第382話 2015年8月 27

俺に抱きついたリリィさんは、波の音が優しく沁み込む、波音だけが支配する浜辺で、穏やかに、次の句を継いだ。


「けんたろー……

でもね。


あのお姉さんは、けんたろーをよく見てて、けんたろーの事を大切に思っていて……それが分かるから、だから、私……

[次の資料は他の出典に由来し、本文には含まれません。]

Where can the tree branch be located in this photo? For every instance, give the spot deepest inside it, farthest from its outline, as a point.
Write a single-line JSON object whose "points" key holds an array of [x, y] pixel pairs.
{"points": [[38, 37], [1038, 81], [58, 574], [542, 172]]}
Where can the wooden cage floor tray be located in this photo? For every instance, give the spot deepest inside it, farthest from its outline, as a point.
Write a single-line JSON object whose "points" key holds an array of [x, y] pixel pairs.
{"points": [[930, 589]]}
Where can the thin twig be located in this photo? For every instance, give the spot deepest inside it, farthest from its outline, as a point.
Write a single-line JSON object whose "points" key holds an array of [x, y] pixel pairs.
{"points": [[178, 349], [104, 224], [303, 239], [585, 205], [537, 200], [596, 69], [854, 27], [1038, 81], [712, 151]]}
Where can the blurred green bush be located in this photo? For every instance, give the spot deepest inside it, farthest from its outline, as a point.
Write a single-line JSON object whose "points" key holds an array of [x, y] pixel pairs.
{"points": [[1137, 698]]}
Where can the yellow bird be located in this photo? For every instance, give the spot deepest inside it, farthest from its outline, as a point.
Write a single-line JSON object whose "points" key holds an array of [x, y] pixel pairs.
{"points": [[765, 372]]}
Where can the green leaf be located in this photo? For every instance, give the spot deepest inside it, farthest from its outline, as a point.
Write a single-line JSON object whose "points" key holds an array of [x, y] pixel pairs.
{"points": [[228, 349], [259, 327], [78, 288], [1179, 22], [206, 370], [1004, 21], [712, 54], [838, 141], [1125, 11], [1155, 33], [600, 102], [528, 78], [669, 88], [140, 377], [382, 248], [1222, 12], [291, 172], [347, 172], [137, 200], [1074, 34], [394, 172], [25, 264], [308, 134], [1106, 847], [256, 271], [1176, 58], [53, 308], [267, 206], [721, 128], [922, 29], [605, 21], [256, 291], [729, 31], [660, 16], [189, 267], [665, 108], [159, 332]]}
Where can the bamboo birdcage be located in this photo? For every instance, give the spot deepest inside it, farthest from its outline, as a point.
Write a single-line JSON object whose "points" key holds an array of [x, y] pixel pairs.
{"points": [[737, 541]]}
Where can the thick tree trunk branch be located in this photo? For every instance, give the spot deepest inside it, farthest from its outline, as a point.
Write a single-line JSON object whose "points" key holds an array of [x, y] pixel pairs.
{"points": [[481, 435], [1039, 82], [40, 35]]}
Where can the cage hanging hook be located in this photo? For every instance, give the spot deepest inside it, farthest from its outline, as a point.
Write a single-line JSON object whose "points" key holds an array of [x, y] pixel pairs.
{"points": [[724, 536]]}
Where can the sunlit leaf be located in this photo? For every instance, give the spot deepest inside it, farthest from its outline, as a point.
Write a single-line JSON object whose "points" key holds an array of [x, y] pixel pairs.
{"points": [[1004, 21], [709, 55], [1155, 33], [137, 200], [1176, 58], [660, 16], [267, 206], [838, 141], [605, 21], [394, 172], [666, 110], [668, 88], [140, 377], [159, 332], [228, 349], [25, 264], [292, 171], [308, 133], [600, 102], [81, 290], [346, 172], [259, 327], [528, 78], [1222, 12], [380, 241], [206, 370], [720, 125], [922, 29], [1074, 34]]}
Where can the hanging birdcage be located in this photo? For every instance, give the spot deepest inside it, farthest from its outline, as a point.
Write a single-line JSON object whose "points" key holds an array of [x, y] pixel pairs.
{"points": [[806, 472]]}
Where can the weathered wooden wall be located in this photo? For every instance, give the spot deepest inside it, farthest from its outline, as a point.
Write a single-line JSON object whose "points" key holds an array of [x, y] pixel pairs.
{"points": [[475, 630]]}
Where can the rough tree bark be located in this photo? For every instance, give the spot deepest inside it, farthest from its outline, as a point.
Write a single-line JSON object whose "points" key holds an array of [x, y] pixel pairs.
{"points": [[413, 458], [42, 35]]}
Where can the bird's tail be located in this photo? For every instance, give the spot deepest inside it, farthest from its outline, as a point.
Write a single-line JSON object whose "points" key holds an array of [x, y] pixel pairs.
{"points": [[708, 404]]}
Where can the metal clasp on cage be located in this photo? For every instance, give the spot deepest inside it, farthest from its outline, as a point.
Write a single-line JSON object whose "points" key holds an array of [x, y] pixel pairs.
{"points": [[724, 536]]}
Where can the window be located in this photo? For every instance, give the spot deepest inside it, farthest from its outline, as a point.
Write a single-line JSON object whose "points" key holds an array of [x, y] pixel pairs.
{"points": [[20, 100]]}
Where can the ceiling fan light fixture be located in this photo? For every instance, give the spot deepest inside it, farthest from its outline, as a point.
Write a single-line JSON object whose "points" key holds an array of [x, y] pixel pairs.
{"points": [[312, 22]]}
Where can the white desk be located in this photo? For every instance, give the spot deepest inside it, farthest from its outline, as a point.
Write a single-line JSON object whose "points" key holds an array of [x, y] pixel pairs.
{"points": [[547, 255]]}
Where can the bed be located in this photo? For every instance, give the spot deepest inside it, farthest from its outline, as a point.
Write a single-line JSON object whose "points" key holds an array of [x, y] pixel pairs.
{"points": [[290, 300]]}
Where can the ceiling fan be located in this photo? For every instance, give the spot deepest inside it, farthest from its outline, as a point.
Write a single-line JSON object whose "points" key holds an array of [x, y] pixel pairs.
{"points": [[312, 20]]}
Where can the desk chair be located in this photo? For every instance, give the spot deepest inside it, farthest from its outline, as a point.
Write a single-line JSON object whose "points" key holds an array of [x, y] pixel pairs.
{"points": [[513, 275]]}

あのお姉さんとお話ししないで、みたいな子供じみた事を言うつもりは無いよ……

昔の事は昔の事だものね。


それでね……

だから……


でもね……


来年の花火では、1周年の花火を上げて欲しい。

私との1周年……

私達の時間を今夜から始めましょう……」


俺に抱きつく温かな身体は、それだけ伝えると小さく震えていた。じっと動かずに、ただ波の音が聞こえてくるそこで、彼女は、リリィさんは俺の答えを待っているのだろう……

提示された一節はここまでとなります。